On 31 January and 1 February 2018, the Swiss e-learning community met at the University of Teacher Education in Lucerne for the national conference eduhub days 2018. The event also coincided with the Swiss e-learning community's 10-year anniversary.
To celebrate a very special anniversary, the annual eduhub days conference focused this year on the topic of collaboration. After all, Swiss universities will only meet the challenges of digitalisation through collaborations that bridge the divide between the country’s ‘rösti’ and ‘polenta’ strongholds. This sort of collaboration and networking is making a major contribution to the success of this community.
Contributions to the conference came from the community itself, with sessions organised for attendees to discuss the challenges that Swiss universities are having to confront in the face of digitalisation. Practical solutions for overcoming these challenges were presented as well. The two keynote speakers also addressed this topic, setting the stage for the event.
On the first day of the conference, Stephan Sigrist from W.I.R.E. vividly described how the biggest challenge lies in taking the massive volumes of data we gather and giving this data structure, using it productively and organising its complexity. The task is not to collect even more data, but rather to efficiently use the data already collected in such a way that both students and instructors can benefit from it in the context of higher education – without drowning in excessive information.

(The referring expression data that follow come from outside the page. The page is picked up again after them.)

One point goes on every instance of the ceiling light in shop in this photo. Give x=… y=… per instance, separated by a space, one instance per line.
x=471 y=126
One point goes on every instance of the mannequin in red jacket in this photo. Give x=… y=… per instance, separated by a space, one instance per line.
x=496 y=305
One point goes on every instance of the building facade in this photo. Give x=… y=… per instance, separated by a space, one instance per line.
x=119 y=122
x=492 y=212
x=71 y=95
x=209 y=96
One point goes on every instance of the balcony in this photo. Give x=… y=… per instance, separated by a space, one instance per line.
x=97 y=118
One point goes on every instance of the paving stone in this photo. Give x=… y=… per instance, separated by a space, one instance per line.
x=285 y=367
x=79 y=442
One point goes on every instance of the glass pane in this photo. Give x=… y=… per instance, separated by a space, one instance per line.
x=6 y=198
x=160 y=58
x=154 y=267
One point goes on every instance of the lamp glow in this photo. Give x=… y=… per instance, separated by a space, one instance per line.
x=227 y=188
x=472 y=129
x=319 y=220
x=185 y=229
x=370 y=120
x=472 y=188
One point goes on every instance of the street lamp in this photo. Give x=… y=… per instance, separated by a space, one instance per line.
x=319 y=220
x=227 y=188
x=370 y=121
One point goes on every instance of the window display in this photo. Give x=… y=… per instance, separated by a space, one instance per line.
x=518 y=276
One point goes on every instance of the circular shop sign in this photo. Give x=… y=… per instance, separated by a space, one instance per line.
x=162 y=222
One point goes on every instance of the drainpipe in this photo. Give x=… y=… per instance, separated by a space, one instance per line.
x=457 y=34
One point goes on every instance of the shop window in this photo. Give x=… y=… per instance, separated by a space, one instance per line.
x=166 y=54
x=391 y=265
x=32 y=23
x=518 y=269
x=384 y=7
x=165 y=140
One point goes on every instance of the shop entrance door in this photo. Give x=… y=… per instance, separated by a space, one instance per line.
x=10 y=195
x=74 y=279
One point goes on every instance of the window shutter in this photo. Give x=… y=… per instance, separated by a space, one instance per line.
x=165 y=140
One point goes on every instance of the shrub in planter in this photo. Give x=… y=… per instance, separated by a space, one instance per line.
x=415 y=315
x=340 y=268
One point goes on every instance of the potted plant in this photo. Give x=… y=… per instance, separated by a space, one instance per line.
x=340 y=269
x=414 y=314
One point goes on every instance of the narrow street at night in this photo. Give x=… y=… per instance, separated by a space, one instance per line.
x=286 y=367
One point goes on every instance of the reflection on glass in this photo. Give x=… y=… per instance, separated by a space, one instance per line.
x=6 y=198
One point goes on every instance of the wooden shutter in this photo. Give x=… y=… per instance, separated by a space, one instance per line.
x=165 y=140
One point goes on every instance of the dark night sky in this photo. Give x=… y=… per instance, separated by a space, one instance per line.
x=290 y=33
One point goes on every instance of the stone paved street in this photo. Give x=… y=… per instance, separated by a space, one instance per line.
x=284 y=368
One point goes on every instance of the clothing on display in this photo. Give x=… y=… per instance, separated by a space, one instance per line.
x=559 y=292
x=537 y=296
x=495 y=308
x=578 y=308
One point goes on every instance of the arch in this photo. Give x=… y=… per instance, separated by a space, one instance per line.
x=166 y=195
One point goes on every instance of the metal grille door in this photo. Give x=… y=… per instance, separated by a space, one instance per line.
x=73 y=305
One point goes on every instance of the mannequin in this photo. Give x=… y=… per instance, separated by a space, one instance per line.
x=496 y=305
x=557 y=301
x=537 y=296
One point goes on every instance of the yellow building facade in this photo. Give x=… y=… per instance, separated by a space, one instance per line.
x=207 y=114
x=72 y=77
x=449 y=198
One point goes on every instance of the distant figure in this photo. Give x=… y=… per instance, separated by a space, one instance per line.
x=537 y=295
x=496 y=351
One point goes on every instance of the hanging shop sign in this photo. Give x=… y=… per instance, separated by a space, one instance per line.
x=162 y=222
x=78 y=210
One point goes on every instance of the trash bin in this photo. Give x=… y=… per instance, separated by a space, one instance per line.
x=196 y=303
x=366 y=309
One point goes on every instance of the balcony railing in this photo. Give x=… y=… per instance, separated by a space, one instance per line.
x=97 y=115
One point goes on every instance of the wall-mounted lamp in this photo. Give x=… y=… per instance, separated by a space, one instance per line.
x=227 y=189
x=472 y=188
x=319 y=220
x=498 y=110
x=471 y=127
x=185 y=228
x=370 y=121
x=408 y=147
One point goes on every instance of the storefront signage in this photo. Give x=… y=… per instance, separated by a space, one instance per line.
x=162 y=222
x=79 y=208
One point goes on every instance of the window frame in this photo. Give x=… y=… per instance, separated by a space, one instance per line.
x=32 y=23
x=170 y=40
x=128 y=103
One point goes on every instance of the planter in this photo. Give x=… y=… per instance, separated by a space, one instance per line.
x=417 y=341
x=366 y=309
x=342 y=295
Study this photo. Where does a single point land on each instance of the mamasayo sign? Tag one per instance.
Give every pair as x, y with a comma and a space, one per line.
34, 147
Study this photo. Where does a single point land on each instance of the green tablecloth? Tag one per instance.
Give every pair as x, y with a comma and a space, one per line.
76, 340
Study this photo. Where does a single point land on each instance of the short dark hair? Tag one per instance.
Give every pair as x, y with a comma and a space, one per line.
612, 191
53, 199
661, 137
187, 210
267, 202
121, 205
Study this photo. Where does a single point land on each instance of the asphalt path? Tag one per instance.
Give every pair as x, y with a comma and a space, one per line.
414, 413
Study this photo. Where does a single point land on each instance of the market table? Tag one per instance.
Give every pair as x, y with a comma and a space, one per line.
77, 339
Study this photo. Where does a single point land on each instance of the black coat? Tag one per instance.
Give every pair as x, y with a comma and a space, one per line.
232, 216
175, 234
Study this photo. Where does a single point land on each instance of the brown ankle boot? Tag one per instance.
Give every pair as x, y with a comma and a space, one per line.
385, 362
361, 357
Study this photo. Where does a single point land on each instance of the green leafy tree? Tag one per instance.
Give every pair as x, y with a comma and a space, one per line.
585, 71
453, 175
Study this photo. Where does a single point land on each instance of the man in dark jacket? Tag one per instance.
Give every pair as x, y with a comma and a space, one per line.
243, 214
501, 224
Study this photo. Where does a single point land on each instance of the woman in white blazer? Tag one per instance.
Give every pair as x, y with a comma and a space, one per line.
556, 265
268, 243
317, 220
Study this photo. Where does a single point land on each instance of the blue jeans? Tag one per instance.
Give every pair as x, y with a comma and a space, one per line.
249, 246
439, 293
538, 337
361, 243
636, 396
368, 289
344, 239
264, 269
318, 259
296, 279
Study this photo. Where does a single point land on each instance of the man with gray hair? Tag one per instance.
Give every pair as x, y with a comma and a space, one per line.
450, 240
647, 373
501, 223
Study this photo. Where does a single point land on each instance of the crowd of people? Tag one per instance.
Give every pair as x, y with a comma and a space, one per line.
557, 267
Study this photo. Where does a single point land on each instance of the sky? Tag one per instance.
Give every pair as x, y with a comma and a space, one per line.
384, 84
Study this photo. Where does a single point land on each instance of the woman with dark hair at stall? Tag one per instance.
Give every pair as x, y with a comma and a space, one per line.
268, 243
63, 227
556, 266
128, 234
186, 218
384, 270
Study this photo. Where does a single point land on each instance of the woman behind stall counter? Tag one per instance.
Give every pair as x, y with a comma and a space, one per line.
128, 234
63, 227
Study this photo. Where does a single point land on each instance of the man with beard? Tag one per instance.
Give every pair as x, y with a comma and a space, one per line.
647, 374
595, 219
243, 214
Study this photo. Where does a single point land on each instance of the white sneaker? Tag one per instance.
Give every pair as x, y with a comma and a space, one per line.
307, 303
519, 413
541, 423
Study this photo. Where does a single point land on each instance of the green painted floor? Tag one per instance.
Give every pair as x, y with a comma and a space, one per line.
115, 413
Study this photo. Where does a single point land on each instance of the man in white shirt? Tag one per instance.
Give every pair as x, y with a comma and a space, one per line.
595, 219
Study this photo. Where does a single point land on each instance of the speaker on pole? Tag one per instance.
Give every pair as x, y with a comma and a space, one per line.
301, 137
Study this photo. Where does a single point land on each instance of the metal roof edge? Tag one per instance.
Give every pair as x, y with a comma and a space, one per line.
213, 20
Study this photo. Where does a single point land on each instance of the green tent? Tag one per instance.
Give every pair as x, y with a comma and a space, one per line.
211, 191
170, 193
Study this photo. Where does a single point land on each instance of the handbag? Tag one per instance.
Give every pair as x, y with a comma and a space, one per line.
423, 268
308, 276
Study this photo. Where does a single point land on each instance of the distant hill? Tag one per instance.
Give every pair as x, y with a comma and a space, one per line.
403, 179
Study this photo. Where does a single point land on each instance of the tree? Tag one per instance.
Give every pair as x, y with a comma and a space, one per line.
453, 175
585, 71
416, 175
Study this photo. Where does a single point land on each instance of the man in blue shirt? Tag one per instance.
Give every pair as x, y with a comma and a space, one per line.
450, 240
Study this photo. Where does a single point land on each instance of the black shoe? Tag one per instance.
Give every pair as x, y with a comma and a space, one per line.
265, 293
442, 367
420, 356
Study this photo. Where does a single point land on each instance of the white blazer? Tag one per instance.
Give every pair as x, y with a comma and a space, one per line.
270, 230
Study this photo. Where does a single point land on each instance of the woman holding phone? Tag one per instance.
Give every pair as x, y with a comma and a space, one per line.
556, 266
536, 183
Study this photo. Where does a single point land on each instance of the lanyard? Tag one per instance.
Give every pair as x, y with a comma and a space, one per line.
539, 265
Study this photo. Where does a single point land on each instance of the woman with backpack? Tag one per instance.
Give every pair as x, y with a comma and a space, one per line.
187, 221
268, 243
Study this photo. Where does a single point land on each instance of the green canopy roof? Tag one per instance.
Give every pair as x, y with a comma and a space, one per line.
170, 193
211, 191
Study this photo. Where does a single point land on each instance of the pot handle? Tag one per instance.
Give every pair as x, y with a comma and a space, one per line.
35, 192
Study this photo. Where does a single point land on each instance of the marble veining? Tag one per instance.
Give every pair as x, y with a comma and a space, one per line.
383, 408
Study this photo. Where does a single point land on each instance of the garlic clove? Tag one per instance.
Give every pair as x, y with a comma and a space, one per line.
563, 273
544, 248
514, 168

Patrick Jermann from EPFL offered a counterpoint to Sigrist in his keynote on the second day, explaining how data gathered from MOOCs developed by EPFL can be used in a precise and productive way to improve the quality of instruction.
All in all, the eduhub days anniversary event in Lucerne did more than just provide a nice retrospective of what the Swiss e-learning community has accomplished so far. It also provided insights into what Swiss universities are likely to encounter in the future. Digitalisation will continue to create further challenges, one of which is regaining a healthy level of common sense in the midst of so many technologies.
"The Swiss e-learning community has been so successful for the last 10 years not because its members interact virtually, but because they do so in person."
Technology should only be deployed with good reason, because computers can’t replace human beings. The success of the Swiss e-learning community also attests to this very fact. It has been so successful over the past 10 years not because its members interact virtually, but because they do so in person – whether it’s during the sessions at eduhub days or enjoying a coffee break together. Valuable contacts are made and knowledge is shared through face-to-face dialogue.
Each and every one of these personal interactions make the Swiss e-learning community better, a development that is likely to continue during the upcoming eduhub days.